(RxWiki News) For patients who have osteoarthritis, aching knees don't always seem compatible with physical activity. But a new study shows that exercising may actually add healthy years to a patient's life.
Researchers measured the activity levels of people with osteoarthritis in their knees. Then they followed up two years later to gather information about the participants' health status and quality of life.
They found that people who engaged in 2.5 hours of moderate to vigorous exercise per week added 20 additional days of perfect health to their lives per year.
The authors of the study suggested that physical activity could be a cost-effective way to treat osteoarthritis and improve a patient's quality of life.
"If you have knee OA, talk to your doctor about an exercise plan."
Kai Sun of Northwestern University led the study to see if there was a relationship between physical activity and quality of life for people with osteoarthritis.
Osteoarthritis, or OA, is a joint disease in which the patient's cartilage wears away, leading to pain, swelling, and muscle weakness. OA is normally found in middle-aged and older people — especially those who are overweight.
Knee OA, in which the cartilage in the knees breaks down, is one of the most common forms of OA.
Because joints become tender, OA can sometimes lead to a decrease in mobility and activity, and a sedentary lifestyle can in turn contribute to other health problems. US federal guidelines recommend physical activity to improve the health and symptoms of people with OA.
In the recent study, researchers looked at data from more than 4,700 adults with or at risk for knee OA.
The researchers administered questionnaires, took images of the knee OA, and used laboratory tests to evaluate the progression of the disease.
They also monitored the participants' exercise habits for one week and categorized each of the patients as sufficiently active, insufficiently active and inactive.
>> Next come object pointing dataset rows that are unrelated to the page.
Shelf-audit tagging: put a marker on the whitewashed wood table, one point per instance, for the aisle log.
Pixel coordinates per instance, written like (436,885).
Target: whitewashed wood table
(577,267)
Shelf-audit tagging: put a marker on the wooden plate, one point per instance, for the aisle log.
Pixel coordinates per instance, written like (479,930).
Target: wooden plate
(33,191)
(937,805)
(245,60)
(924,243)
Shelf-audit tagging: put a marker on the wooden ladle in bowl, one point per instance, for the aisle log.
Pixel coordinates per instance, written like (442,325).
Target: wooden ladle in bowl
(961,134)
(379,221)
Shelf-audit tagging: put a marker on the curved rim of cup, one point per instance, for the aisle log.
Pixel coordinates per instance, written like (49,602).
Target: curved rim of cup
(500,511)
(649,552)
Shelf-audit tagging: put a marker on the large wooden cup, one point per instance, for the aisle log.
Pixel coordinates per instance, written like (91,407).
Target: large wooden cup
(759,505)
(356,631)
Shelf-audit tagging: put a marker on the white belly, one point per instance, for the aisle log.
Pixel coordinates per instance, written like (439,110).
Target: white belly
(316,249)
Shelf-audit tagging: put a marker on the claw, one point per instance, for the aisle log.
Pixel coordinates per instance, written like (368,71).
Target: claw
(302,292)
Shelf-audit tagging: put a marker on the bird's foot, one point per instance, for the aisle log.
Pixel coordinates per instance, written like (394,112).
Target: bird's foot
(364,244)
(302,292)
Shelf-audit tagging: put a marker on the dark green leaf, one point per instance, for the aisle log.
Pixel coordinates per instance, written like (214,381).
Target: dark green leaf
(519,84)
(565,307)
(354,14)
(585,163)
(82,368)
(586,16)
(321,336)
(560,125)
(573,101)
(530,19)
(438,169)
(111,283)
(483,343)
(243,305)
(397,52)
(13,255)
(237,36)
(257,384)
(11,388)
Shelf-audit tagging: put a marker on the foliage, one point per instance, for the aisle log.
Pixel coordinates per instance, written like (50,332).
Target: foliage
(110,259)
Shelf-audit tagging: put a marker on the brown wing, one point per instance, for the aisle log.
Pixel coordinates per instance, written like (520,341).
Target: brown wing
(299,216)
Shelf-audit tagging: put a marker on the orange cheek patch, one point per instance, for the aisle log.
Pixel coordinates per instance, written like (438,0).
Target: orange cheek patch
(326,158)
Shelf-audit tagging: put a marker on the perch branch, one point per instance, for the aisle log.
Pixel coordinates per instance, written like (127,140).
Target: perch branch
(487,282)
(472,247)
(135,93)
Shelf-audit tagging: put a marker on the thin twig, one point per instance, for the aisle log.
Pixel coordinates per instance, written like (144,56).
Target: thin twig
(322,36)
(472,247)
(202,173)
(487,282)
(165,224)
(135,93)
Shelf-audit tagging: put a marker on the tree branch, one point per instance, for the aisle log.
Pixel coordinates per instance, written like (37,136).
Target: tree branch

People who engaged in moderate to vigorous physical activity for 150 minutes or more per week were active, while those who engaged in no moderate to vigorous physical activity were inactive.
At the beginning of the study and two years later, the researchers also used various scores to calculate Quality-Adjusted Life Years, or QALYs — a measure of health outcomes based on both quality and length of a patient's expected lifespan.
The researchers found that people who engaged in physical activity had significantly higher QALYs than those who were inactive.
Patients who met the physical activity guideline of 150 minutes of moderate to vigorous exercise per week had QALYs that were .11 higher than those who were inactive.
In other words, people with knee OA who were sufficiently active had an estimated 20 additional days of perfect health per year. Even people who were only partially active had more healthy days than those who were inactive.
The researchers concluded that there is a strong relationship between increased moderate to vigorous physical activity and quality of life years.
They suggested that encouraging people to become more active would help to increase knee OA patients' quality and length of life.
The study will be presented on October 26 at the annual meeting of American College of Rheumatology.
The researchers reported no conflicts of interest or funding sources for the study.